Method: 376 patients with DSM-IV bipolar I disorder, depressed, who completed an acute trial entered the open-label study and received 1 week of olanzapine monotherapy (5-20 mg/day). At all subsequent visits, patients could choose between olanzapine monotherapy or olanzapine-fluoxetine combination (6/25, 6/50, or 12/50 mg/day). Three treatment groups were defined retrospectively according to the medication course taken from week 1: olanzapine, olanzapine-fluoxetine combination, or switched. The efficacy measures were the Montgomery-Asberg Depression Rating Scale (MADRS), Clinical Global Impressions-Bipolar Version, and Young Mania Rating Scale. The study was conducted from July 2000 to May 2002.

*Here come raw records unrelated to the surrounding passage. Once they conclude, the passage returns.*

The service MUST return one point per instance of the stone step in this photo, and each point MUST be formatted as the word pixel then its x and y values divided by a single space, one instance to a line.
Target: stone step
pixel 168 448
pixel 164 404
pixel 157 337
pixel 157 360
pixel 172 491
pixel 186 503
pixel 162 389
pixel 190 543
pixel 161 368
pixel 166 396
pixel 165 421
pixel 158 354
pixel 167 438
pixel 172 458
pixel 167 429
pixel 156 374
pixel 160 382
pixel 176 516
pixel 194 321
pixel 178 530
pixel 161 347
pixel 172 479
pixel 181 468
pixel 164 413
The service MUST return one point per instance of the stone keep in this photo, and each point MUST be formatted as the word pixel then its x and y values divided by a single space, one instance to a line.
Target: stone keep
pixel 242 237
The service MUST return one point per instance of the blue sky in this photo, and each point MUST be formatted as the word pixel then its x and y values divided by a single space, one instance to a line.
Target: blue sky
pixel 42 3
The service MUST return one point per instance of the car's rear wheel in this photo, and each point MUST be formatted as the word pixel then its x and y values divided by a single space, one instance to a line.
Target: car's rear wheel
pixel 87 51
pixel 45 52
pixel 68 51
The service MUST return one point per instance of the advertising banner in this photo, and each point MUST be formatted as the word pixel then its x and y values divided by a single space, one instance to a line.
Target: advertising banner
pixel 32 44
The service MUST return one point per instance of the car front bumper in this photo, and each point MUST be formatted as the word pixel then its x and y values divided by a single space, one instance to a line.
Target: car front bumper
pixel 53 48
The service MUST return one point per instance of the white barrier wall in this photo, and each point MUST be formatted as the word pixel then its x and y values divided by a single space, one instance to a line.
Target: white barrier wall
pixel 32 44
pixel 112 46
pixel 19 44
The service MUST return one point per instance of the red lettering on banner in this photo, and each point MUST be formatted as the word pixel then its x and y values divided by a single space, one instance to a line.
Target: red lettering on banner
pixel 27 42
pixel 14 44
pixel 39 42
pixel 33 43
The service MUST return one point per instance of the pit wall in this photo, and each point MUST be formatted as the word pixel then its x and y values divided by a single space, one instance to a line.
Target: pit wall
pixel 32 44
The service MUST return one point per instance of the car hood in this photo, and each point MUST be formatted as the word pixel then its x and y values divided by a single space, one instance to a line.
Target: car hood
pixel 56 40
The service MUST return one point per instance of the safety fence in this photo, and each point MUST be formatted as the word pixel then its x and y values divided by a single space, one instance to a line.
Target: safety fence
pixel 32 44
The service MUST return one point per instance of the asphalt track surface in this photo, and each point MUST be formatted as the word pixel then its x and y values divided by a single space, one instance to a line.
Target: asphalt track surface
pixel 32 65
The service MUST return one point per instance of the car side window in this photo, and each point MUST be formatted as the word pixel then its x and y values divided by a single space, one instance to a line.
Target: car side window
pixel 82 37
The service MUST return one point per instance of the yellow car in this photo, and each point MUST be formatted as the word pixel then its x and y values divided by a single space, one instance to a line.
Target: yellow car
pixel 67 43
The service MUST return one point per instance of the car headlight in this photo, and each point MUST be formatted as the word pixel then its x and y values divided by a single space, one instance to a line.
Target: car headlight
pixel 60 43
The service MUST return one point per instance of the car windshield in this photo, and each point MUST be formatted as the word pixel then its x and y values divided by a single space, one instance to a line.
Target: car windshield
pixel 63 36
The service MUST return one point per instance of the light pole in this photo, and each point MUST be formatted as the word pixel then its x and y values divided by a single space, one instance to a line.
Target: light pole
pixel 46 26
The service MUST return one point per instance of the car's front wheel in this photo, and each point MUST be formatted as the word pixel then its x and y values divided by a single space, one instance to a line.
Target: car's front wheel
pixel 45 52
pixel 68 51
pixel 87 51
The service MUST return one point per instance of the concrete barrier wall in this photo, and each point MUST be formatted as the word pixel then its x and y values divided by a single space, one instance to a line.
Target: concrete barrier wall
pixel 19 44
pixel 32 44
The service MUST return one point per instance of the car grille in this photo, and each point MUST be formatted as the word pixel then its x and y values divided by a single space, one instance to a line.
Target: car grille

Results: Among patients who started in remission, MADRS total scores did not change significantly from baseline to endpoint in the olanzapine-fluoxetine combination (0.8) or olanzapine (0.3) groups, but increased slightly in the switched (2.3, p = .02) group. For patients who started in nonremission, MADRS total scores decreased significantly in all groups (olanzapine-fluoxetine combination: – 5.7, p = .001; olanzapine: – 11.6, p = .004; switched: – 6.4, p = .015). The majority of patients who entered the study in nonremission achieved remission (MADRS total score < = 12) during the trial (olanzapine – fluoxetine combination: 66.7%, olanzapine: 64.7%, switched: 62.5%). The overall rate of depressive relapse was 27.4%, and the overall incidence of mania emergence was 5.9%.

Conclusions: The present findings suggest that long-term treatment with olanzapine-fluoxetine combination may be a useful option for the management of depressive symptoms and carries a low risk of mania emergence.